Клод Мишель посмотрел наверх и увидел нечто невероятное: крокодил чудовищного размера пытался залезть на столь же огромного гиппопотама.
— Если это созвездие, то нам оно неизвестно. Какая-то часть его может принадлежать Тельцу, а другая… ну, не знаю… возможно, Дракону. — Он говорил нарочито громко, чтобы прогнать свои страхи. — Взгляните на эту надпись. Ее иероглифы имеют объем, хотя и кажутся нарисованными.
— Мы все чаще сталкиваемся с подобным, — сказала Мадлен, уловив, что ее соседу не по себе. — Недавно, если вы помните, Бондиле обнаружил часть стены с чешуйками краски, прилипшими к высеченным на ней иероглифам.
— Почему, интересно, они начали раскрашивать тексты? — задумчиво произнес Клод Мишель.
— Или почему прекратили? — подхватила Мадлен и тихо выругалась, ощутив, что по руке ее что-то течет.
— Что случилось? — встревожился Клод Мишель.
Мадлен покачала головой.
— Я, видимо, уронила чернильницу. Пожалуй, мне лучше взять угольный карандаш, хотя он и сильно пачкается. — Она принялась осторожно шарить вокруг себя, — Ура! Нашла. — В ее голосе зазвучали виноватые нотки. — Послушайте, Клод Мишель, я оставила свои сумки снаружи.
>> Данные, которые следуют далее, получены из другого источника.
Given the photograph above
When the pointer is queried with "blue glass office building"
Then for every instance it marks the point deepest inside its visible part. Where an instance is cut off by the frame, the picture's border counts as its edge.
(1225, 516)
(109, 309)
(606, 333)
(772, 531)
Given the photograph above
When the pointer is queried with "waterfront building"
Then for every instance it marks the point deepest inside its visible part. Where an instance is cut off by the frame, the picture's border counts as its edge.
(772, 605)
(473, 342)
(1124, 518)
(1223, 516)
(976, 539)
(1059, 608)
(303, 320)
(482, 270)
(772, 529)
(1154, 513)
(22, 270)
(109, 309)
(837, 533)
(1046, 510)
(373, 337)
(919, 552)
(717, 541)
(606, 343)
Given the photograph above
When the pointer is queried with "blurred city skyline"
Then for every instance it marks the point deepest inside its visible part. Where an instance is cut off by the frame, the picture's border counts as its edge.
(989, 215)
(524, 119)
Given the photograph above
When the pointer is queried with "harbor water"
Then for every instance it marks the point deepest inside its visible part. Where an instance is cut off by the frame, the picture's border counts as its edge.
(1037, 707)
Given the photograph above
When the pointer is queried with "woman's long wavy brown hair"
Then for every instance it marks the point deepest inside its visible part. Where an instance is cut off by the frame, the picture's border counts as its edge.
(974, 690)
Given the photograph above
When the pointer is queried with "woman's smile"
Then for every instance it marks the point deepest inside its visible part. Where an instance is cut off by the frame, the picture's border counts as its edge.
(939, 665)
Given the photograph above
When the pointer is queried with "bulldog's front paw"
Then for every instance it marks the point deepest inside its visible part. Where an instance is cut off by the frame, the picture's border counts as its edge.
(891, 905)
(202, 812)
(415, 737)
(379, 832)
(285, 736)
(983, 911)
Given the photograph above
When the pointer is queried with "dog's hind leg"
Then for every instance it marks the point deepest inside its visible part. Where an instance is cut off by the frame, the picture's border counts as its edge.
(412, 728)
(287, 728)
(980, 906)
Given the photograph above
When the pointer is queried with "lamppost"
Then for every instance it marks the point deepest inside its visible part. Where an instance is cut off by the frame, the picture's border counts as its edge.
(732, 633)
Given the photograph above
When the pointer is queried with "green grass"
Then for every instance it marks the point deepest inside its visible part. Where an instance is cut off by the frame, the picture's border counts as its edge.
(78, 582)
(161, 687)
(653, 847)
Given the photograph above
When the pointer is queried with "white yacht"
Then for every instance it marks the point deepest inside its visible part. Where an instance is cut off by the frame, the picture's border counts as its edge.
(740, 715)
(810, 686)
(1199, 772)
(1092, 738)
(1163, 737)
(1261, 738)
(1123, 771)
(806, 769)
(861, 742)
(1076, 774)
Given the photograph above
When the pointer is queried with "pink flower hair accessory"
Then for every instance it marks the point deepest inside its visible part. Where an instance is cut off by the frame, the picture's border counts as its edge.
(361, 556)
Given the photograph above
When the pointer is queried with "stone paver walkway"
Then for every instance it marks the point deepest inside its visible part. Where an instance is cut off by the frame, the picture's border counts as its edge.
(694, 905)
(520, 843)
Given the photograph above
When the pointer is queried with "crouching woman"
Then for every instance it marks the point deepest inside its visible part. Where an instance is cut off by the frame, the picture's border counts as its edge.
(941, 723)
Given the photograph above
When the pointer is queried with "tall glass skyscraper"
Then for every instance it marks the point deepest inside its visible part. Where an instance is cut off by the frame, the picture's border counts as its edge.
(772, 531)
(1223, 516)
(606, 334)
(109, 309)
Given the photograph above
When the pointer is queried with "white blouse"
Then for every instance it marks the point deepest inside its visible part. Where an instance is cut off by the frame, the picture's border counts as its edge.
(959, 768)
Мне нужно каких-то десять минут, чтобы почиститься и вернуться. Вы не возражаете, а?
Клод Мишель вновь покраснел, на этот раз от стыда.
— Можете не торопиться, мадам, — сказал он решительным тоном. — Да, действительно, я не люблю темноты, но это Египет, страна склепов, а я исследователь старины.
— Вы лингвист, — мягко возразила Мадлен. — Может, вам все-таки лучше пойти со мной? — Вопрос повис в воздухе. — Или?..
— Ступайте-ступайте. Все это ребячество. В моем возрасте давно пора побороть подобные страхи.
— Ладно, — сдалась Мадлен. — Но если вдруг передумаете, я не стану высмеивать вас.
С этими словами она нырнула в низкий дверной проем, потом вышла из храма и пошла к колоннаде, где стоял ее ослик. Оглядывая по пути свою юбку, Мадлен огорченно вздохнула: темно-зеленую ткань заливало большое пятно.